Contracts
What Is a Contract?
A task contract defines exactly what must be true before a task is considered complete. Agents know how to start tasks but often struggle to know when to stop. Contracts solve this by making "done" deterministic.
Without a contract, agents will:
- Implement stubs and call it done
- Skip verification steps
- Stop at first working attempt (not best attempt)
When to Use Contracts
| Scenario | Use a Contract? |
|---|---|
| Multi-step feature implementation | Yes |
| Bug fix with specific reproduction steps | Yes |
| Large refactor with many files | Yes |
| Simple typo fix | No |
| Single function edit with obvious scope | No |
Rule of thumb: If the task has more than one verification criterion, write a contract.
Contract Template
Save as tasks/{task-name}_CONTRACT.md:
# Contract: [Task Name]
## Goal
[1-2 sentences: what does "done" look like in plain language?]
## Completion Criteria
### Tests (must ALL pass)
- [ ] `[test name or file]` — [what it verifies]
- [ ] `[test name or file]` — [what it verifies]

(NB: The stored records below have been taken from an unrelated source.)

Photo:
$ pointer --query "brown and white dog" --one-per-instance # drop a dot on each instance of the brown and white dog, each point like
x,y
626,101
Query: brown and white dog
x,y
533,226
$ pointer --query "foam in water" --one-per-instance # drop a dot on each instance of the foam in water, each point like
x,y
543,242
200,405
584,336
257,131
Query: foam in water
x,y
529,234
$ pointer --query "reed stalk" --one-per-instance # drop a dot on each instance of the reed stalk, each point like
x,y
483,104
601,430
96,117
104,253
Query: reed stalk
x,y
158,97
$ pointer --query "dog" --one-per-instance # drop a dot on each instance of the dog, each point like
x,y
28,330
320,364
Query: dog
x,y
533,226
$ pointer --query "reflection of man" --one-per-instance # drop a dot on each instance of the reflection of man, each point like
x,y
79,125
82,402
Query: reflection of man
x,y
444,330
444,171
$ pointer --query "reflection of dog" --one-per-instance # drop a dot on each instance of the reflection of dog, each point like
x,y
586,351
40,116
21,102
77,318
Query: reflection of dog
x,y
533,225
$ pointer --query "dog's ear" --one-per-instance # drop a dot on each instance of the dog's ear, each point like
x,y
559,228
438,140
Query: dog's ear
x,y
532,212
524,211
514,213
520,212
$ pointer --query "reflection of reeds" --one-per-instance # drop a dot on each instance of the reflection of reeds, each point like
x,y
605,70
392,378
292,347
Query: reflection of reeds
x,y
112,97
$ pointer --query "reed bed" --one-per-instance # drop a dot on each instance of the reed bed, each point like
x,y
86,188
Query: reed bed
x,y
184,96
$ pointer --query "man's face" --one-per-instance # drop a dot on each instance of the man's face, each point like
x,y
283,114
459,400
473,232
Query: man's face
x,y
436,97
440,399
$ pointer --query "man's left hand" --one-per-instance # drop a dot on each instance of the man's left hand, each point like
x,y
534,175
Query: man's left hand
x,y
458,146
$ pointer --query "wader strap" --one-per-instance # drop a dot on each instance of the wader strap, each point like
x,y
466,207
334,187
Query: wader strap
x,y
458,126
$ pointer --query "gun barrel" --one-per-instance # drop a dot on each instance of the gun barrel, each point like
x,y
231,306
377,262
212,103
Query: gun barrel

### Verification (must ALL be confirmed)
- [ ] Typecheck passes (`npx tsc --noEmit` or equivalent)
- [ ] Lint passes (`npm run lint` or equivalent)
- [ ] Smoke test: [specific manual verification step]
### Behavioral Checks (if applicable)
- [ ] [Endpoint/page/CLI] returns expected result for [input]
- [ ] [Screenshot/visual] matches expected design
- [ ] [Performance] stays within [threshold]
## Out of Scope
- [Things explicitly NOT part of this contract]
## Termination Rule
Do NOT end the session until every checkbox above is checked.
If a criterion cannot be met, document WHY and ask the user.How Contracts Work with Hooks
Advisory (default)
The agent reads the contract at task start and self-enforces. This works well with the compaction recovery rule — after compaction, the agent re-reads the contract.
Enforced (via stop hook)
For critical tasks, modify the stop hook to check contract completion:
#!/usr/bin/env bash
set -euo pipefail
CONTRACT=$(find tasks/ -name "*_CONTRACT.md" -newer tasks/todo.md 2>/dev/null | head -1)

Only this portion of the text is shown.